すると、林の向こうから次々と魔物達がやってきた。
「ギャキャ!」
「ブヒー!」
「ゴブリン十匹以上に、オークが八匹か。さすがは魔の森……まあ、多い分には問題ない」
依頼書は、後から報告でもいいらしい。
なので、こいつらは全部倒すことにしよう。
「た、たくさんいるわ……」
「安心しろ、しっかり掴まってろよ?」
「う、うん!」
俺は左腕でカグヤを抱き寄せ、右手でアスカロンを構える。
すると、魔物達が一斉に動き出す!
「カグヤに近づく奴は容赦しない」
「ゲヒー!?」
「ブヒャー!?」
アスカロンを振るい、ゴブリンやオークを一撃のもとに始末していく。
この程度なら本気を出すまでもない。
「あ、あっという間に……相変わらず凄いわね」
「ゴブリンやオーク程度なら、百匹以上いても問題ない」
「でも、あの魔刃剣ってやつは使わないの?」
「アレは中々の魔力を消費するからな。

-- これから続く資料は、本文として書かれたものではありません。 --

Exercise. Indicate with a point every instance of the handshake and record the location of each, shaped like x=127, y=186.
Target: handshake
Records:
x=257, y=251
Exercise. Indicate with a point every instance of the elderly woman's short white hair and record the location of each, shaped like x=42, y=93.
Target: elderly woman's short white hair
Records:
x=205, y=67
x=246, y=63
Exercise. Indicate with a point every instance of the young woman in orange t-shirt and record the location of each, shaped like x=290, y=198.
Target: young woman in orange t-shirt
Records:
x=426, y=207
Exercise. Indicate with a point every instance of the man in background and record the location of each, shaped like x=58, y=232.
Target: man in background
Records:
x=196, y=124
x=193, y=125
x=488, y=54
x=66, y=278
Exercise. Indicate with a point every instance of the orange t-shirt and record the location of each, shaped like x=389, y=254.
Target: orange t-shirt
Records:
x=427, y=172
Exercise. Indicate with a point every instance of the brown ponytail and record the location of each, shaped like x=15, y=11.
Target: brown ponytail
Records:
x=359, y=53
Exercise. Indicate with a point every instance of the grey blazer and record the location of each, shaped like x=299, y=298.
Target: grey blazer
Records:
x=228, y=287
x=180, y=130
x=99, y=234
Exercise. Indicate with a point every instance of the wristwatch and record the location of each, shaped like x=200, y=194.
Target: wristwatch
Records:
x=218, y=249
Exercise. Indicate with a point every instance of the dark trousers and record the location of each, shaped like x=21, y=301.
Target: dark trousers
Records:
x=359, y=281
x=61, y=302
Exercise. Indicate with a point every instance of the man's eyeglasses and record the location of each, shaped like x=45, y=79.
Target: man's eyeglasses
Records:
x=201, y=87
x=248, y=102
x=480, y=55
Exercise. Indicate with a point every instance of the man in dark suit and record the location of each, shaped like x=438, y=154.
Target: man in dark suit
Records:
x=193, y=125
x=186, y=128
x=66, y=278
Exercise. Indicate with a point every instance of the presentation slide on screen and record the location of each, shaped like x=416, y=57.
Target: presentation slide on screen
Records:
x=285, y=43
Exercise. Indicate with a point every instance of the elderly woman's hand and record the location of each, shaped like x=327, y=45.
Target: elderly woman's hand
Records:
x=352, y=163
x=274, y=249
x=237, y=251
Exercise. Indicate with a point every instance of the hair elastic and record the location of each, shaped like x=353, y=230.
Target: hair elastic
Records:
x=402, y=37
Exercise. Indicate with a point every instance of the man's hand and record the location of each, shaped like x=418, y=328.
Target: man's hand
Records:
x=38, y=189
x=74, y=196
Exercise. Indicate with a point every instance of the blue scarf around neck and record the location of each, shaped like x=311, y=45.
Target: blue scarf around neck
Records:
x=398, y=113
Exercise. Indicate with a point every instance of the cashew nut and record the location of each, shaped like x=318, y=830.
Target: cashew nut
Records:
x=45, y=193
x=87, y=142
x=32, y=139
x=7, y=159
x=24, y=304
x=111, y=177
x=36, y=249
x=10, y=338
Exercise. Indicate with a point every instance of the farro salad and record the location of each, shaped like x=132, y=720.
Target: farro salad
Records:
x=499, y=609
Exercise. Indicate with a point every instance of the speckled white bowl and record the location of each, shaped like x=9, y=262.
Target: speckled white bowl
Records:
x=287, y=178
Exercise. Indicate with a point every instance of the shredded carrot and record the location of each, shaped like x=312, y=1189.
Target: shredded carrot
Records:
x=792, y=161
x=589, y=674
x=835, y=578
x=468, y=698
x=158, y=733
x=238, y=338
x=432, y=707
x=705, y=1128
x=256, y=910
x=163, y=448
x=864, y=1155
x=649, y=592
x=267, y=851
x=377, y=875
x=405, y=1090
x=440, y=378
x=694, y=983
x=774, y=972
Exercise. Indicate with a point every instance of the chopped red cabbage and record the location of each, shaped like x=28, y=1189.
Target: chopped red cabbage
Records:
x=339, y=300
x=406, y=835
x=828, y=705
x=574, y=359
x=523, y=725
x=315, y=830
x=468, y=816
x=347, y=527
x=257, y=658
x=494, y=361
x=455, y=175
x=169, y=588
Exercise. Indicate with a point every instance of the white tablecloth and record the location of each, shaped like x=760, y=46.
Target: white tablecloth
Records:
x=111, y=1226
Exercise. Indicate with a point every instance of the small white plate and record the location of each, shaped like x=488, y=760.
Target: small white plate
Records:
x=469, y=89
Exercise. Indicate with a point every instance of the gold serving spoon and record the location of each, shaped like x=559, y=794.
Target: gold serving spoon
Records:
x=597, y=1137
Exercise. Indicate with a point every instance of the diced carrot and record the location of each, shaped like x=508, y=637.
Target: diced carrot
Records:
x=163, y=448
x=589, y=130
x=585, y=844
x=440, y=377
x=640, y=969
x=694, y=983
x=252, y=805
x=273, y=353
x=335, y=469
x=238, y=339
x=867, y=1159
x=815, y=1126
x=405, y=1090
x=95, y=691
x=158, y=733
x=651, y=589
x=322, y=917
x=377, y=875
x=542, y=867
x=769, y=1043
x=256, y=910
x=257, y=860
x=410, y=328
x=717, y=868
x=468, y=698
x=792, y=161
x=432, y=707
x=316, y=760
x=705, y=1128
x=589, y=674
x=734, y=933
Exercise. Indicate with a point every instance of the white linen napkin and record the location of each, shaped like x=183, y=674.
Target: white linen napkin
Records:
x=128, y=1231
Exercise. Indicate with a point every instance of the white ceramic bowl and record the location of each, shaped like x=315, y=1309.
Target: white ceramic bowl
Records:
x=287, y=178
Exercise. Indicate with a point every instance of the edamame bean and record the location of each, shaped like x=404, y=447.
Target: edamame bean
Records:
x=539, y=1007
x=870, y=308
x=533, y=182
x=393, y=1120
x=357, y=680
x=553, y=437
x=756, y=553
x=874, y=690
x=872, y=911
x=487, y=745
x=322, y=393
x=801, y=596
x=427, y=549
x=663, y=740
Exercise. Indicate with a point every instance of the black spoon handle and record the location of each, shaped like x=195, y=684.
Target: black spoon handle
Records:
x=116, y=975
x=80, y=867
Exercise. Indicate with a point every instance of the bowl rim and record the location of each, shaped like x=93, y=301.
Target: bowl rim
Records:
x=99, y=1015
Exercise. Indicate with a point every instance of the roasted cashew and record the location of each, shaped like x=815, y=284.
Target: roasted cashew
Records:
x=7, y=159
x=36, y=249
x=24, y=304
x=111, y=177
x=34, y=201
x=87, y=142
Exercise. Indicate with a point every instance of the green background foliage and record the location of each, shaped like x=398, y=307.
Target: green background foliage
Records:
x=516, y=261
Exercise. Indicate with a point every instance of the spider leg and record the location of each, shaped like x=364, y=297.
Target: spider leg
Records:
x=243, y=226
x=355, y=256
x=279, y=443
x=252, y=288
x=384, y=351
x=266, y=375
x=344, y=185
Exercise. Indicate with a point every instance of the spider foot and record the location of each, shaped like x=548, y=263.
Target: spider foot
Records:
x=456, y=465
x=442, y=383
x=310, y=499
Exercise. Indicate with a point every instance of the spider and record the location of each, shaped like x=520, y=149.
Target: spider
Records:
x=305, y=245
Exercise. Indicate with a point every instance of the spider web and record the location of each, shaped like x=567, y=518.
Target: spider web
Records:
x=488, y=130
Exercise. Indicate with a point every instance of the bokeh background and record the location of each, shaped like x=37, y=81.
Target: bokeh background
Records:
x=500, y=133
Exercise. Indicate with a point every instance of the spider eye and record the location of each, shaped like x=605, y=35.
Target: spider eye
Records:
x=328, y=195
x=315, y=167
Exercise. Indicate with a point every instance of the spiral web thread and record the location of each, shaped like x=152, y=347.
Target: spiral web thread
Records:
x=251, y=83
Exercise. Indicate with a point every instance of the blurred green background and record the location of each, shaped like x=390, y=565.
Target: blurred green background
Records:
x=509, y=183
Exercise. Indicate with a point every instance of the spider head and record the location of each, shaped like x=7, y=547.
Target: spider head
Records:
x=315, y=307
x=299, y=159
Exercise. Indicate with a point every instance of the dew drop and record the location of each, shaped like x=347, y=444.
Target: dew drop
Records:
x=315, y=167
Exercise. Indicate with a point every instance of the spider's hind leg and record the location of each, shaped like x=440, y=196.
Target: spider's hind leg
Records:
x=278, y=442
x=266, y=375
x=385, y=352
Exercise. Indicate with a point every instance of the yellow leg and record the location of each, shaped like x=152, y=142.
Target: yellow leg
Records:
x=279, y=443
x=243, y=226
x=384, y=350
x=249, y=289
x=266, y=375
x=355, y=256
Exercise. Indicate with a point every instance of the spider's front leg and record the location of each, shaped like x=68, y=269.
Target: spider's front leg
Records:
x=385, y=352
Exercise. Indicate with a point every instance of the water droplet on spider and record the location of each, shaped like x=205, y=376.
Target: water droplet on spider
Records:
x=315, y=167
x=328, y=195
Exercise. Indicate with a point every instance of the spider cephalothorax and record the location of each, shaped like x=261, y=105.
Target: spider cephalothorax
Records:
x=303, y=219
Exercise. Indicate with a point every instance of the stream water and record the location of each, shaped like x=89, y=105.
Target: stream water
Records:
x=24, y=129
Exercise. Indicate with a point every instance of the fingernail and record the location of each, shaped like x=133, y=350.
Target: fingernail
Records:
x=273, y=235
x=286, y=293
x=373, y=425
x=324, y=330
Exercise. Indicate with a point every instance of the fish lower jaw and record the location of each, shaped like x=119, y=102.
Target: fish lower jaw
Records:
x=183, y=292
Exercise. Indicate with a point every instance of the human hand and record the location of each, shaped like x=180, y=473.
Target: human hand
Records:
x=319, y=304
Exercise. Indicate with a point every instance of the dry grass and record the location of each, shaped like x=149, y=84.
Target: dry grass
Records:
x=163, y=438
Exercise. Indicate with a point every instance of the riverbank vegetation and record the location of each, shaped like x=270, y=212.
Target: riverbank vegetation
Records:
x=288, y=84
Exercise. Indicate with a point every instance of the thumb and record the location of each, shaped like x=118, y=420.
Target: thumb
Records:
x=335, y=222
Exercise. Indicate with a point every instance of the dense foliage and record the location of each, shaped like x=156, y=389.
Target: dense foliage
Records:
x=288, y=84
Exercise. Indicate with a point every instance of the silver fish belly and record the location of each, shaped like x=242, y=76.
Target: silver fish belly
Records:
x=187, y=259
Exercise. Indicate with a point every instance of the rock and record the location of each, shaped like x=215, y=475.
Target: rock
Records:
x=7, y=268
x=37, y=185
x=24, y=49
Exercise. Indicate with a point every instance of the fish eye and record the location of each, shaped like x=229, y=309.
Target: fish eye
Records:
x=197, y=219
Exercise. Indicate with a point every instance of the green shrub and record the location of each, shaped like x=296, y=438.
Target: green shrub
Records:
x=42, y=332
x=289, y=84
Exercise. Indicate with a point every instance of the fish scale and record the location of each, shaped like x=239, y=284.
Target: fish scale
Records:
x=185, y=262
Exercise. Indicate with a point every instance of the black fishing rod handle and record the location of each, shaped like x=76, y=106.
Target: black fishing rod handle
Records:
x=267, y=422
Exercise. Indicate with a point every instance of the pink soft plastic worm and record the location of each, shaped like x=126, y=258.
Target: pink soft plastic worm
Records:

こんな序盤で使っては、魔力切れになってしまう。それにこう木々が多いと、威力も落ちるしな」
「魔力……魔力供給……私にも出来ることあったかも?」
「ん? どうし……すまん、失礼する!」
「きゃあ!?」
承諾を得る前に、カグヤを抱えてその場から跳躍する!
すると今まで俺達がいた場所に、大型の猫のような生き物が襲いかかってきた。
どうやら、木の上から奇襲をしてきたようだ。
水色の皮膚をしているので、こいつがウォーターキャットで間違いない。
「シャァァァァァ!」
「……少しはやりそうだな」
鋼等級の魔物とはいえ、初めて戦う魔物だ。
俺は無敵ではないし、カグヤを守らなければならない。
……さて、油断せずに戦うとしよう。